I have an entirely dumb question here, which is how this compares with various desktop-search utilities (for example, the one from that search company with the big G, little o.)
Great post! I have another dumb question, how would you apply this to index a database drive ASP.NET site apart from having the site generate static html files?
how this compares with various desktop-search utilities
I am totally unclear how Index Server cooperates with the standard Windows Search, if at all. I’m not sure it does. There’s also that Advanced button in the file and folder properties dialog which contains a “For fast searching, allow Indexing Service to index this folder” checkbox.
In general, as a standard desktop search, it’s pretty weak. But as a basic indexing solution for programmers, it’s not bad.
apart from having the site generate static html files?
You got it. Indexing Service can only index files in the filesystem. There would have to be some kind of background or batch process that periodically generated HTML files that represent your database to a series of folders. With the META tags properties, this is totally feasible. I have it on good authority that http://www.drugstore.com still indexes its site this way, for example.
I’m sure it’s possible to come up with a fancier solution, but hey, this one is free!
Very nice article. I have been wondering if there was a way to index and display MetaData. This is probably the best information on the Indexing Service that I have found from around the internet, especially related to .NET integration.
There are free solutions out there that are a lot easier to deploy. Yes, this search engine ships as part of windows, but it is a huge pain to configure, it is opaque and generally confusing.
Have a question, which is cifferent from what you have posted here., but thought you guys can probably answer my question.
How do i change the default location of the catalog.wci directory. I have a web server that has c and d drive and the c is getting filled up. catalog.wci file is ~1.3Gb and is growing taking up the space on the cdrive. i want to change the path to d drive … like d:\inetpub from its default location c:\inetpub. i have researched and found that the locatiion is set in the registry set: HKEY_LOCAL_MACHINE\SYSTEM\CurrentControlSet\Control\ContentIndex
and specifically the key "ISAPIDefaultCatalogDirectory"
but when i look it up in the registry of the machine in question it just shows "Web"
Any idea how I can change this?
are there are implications to this change?
The catalog has hooks in the filesystem. It should update more or less automatically as files are added, deleted, or changed in the underlying filesystem.

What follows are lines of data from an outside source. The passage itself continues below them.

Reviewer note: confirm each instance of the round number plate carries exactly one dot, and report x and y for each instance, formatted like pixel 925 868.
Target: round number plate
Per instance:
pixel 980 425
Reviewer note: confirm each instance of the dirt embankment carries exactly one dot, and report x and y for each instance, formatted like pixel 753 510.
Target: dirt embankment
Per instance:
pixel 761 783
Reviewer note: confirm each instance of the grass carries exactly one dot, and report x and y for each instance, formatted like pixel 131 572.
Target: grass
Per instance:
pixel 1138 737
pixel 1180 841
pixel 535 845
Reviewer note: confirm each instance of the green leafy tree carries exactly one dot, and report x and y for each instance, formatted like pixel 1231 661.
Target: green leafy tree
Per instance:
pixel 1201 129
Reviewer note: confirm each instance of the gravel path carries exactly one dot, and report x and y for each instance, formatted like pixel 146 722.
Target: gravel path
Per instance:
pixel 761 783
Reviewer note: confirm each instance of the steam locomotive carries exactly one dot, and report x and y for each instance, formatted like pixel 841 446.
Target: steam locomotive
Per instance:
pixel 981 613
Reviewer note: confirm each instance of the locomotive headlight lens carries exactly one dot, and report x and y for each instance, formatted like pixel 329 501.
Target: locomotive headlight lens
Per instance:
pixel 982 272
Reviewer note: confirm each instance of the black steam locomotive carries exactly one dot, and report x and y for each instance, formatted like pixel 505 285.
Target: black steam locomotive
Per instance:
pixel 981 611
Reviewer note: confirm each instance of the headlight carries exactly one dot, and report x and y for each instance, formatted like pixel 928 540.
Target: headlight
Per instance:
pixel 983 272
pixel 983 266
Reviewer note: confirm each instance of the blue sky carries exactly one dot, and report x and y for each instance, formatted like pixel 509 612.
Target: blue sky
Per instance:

So the catalog should always be very close to updated with no interaction at all. However, if you copy 50,000 files into a folder in the catalog, it might take a little while to get up to date…
It works programmabily but i cannot make it work with those .idq files whatever i try.
where should those be located?
i put one idq in a folder and put the path in registry where it was suggested and nothing. i cannot query the parameter.
i repeat. through c# i can do that.
What i really need is to be able to programmabily add catalogs (i know how to do that), remove catalogs (i know how to do that too), add properties (i know how to do that too) and make them cached (HOW IS THAT IN C#?). Please help me.
Does anybody know how to display the frase around the hit in the page results?
I don’t wont to highlight the hits on the document, but to show the title and instead of the abstract, the frase around the hit.
But I have performance problem when I have to load about 2000 results. The delay that I get is about 20 seconds and the problem seems to be in that row:
Hi, I keep having difficulties implementing this on our Windows 2003 SBS server
Catalogs are being built from filesystem; not from webpages…
Would there be a standard set of aspx pages (or other) that I can upload and with some changes (pointing to the corret catalog) would actually work. I have tried dozens none of them I get a result on the browser.
When i query through the default indexing service interface, normal results appear…